I felt like I had five years to prepare for the diagnosis of MS. I was 16 when everything started, then went back to see my neurologist at 21. I knew what I was facing the minute I went back to the neurologist after hiding for 2 years thinking things would just go away.
I knew that going back meant the possibility of being diagnosed with MS. A year ago I thought that's what I wanted. Well not necessarily a diagnosis but answers. I wanted answers so bad. Answers that would show I'm not crazy. I made a silly stupid promise to myself. A promise I should have known wasn't realistic.

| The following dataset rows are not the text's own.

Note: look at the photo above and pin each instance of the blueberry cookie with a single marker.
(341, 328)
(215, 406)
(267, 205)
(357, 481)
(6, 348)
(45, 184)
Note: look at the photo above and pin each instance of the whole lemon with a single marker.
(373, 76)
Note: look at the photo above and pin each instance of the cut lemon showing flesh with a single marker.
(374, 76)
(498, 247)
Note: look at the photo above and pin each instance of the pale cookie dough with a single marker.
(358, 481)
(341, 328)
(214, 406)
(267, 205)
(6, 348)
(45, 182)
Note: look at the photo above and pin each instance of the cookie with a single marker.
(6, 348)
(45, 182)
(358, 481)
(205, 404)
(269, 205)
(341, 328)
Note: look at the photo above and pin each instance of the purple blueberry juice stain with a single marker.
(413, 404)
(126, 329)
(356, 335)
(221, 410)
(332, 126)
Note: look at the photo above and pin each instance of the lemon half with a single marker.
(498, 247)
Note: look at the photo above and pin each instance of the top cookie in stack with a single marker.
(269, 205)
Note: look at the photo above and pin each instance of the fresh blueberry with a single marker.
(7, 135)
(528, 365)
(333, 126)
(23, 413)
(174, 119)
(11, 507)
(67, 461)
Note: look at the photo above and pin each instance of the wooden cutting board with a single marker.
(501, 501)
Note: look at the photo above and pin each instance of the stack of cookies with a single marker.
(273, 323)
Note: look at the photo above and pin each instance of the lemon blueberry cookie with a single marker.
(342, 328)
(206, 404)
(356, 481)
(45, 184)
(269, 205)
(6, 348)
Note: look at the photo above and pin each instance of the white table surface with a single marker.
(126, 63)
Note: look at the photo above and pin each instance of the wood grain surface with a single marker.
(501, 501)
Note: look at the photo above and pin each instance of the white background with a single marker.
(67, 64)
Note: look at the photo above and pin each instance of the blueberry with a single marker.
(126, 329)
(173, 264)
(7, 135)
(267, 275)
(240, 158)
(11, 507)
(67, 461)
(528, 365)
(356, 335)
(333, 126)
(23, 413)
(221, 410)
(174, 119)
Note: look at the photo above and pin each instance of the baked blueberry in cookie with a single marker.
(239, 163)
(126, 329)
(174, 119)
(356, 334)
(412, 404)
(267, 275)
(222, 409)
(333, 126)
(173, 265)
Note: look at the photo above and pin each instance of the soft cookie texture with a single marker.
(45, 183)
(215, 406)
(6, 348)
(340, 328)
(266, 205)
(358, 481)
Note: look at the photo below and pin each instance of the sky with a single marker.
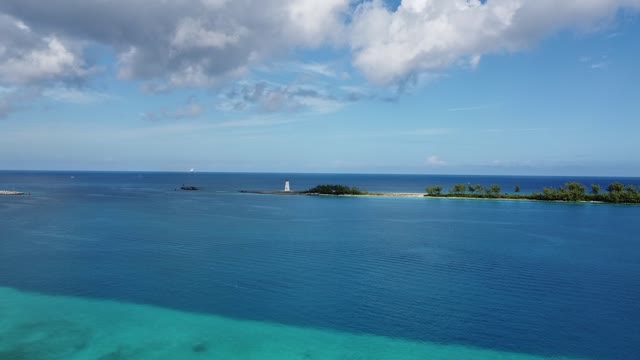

I promised myself that I would be okay after a year. Before I was even diagnosed, I told myself no matter what happens, even if I receive a diagnosis of MS things will be okay in a year. I was stupid to put a time limit on grieving and acceptance of something that feels so much bigger than me at times. I know it's not but sometimes it feels like that. I've been so disappointed in myself lately. Mostly for breaking my promise to myself. I just wish I could magically make everything okay. It's funny I thought I was so ready I just wanted answers but I wasn't thinking about everything that came along with those answers.
Everything became so real and overwhelming. I used to feel so alone in all of this but I know I'm not I have awesome friends that understand exactly what I'm going through. I'm so grateful for them.
As I write this the year deadline I gave myself is approaching fast. I'm trying to push that under the rug. I'm trying not to be so disappointed in myself because even though I broke this one promise to myself I kept so many other silent unspoken promises I made to myself. I never gave up and I'm doing all I can to deal with this. I'm not hiding, I'm facing it. I'm not running anymore. I'm facing reality, no more unrealistic goals or promises, no more disappointment. This girl will eventually be okay.